Search code examples
regexfluentd

how to use fluentd regexp when meet the nginx bad request


I use the fluentd to replace the logstash, I use in-tail plugin to tail the nginx access log, the access log's format is like:

log_format  main  '$remote_addr - $remote_user [$time_local] $request '
'"$status" $body_bytes_sent "$http_referer" '
'"$http_user_agent" "$http_x_forwarded_for" $request_time';

the fluentd conf is like

format /^(?<host>\S+)\s-\s(?<user>\S+)\s\[(?<time>[^\]]*)\]\s(?<method>\S+)\s(?<url>\S+)\s(?<http_version>\S+)\s"(?<status>[^\"]+)"\s(?<bytes>\d+)\s"(?<rfc>[^\"]+)"\s"(?<agent>[^\"]+)"\s"(?<x_forward>[^\"]+)"\s(?<time_spent>\S+).*$/

it works fine when the request is correct, but it meet error when the request is bad, just like following:

172.31.33.157 - - [08/May/2017:16:30:20 +0800] - "400" 0 "-" "-" "-" 0.000

the bad request miss the method and rfc field,so the fluentd runs wrong. how can I modify the format so that I don't care about whether the request is bad or correct?

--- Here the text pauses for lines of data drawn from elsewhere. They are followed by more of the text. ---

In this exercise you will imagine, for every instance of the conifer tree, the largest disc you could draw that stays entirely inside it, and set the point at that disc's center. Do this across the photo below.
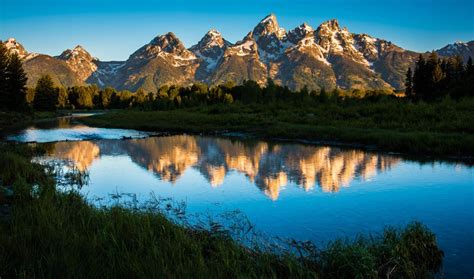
(409, 84)
(4, 57)
(16, 84)
(45, 94)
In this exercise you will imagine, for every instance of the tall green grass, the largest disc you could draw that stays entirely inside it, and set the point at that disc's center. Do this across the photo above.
(53, 233)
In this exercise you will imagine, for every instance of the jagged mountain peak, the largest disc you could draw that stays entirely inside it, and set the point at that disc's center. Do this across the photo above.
(331, 25)
(300, 32)
(268, 26)
(211, 39)
(77, 51)
(465, 50)
(15, 47)
(168, 42)
(81, 62)
(210, 49)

any answers will be appreciated

run into another scenario, the agent or rfc filed is none, it runs error. just like

172.31.44.196 - - [08/May/2017:18:47:31 +0800] GET /click?mb_pl=ios&version=1.1 HTTP/1.1 "302" 5 "-" "" "100.38.38.149, 54.224.136.60" 0.004

or

172.31.44.196 - - [08/May/2017:18:47:31 +0800] GET /click?mb_pl=ios&version=1.1 HTTP/1.1 "302" 5 "" "Mozilla/5.0 (iPhone; CPU iPhone OS 10_3_1 like Mac OS X) AppleWebKit/603.1.30 (KHTML, like Gecko) Mobile/14E304" "100.38.38.149, 54.224.136.60" 0.004

how to solve this scenario?


Solution

  • You may wrap the parts of the pattern that are optional within optional non-capturing groups, (?:...)?:

    ^(?<host>\S+)\s-\s(?<user>\S+)\s\[(?<time>[^\]]*)\](?:\s(?<method>\S+))?(?:\s(?<url>\S+))?\s(?<http_version>\S+)\s"(?<status>[^\"]+)"\s(?<bytes>\d+)(?:\s"(?<rfc>[^\"]+)")?\s"(?<agent>[^\"]+)"\s"(?<x_forward>[^\"]+)"\s(?<time_spent>\S+).*$
    

    See the regex demo

    Here, I wrapped the following parts:

    (?:\s(?<method>\S+))?
    (?:\s(?<url>\S+))?
    (?:\s"(?<rfc>[^\"]+)")?
    

    That means, the whole subpattern sequences will be optiona, a whitespace and the named capture group patterns.

    Note: when you have more optional fields, you may find yourself in a situation when the pattern groups start matching unwanted parts of the input that belong to other groups. In that case, make sure you restrict the generic patterns and use optional patterns: replace + with * to match 0 or more occurrences rather than 1 or more, use optional groups as show above, and make sure you only match the characters/patterns that are expected.

    See an enhanced pattern below:

    ^(?<host>\S+)\s-\s(?<user>\S+)\s\[(?<time>[^\]]*)\](?:\s(?<method>\w+))?(?:\s(?<url>\/\S+))?\s(?<http_version>\S+)\s"(?<status>\d+)"\s(?<bytes>\d+)(?:\s"(?<rfc>[^\"]*)")?(?:\s"(?<agent>[^\"]*)")?\s"(?<x_forward>[^\"]*)"\s(?<time_spent>[\d.]+).*$
    

    See the regex demo.

    Some POIs here:

    • (?<method>\w+))? - here, we only match word chars (\S > \w, you may even consider using [A-Z])
    • (?:\s(?<url>\/\S+))? - added / since your URLs start with /
    • (?<status>\d+) - \S changed to \d (since the status code consists of digits only)
    • (?<rfc>[^\"]*)")? - the + is changed to * (the value can be empty)
    • (?:\s"(?<agent>[^\"]*)")? - same here as with rfc
    • \s"(?<x_forward>[^\"]*)" - same as above
    • (?<time_spent>[\d.]+ - the time_spent value only contains digits and dots.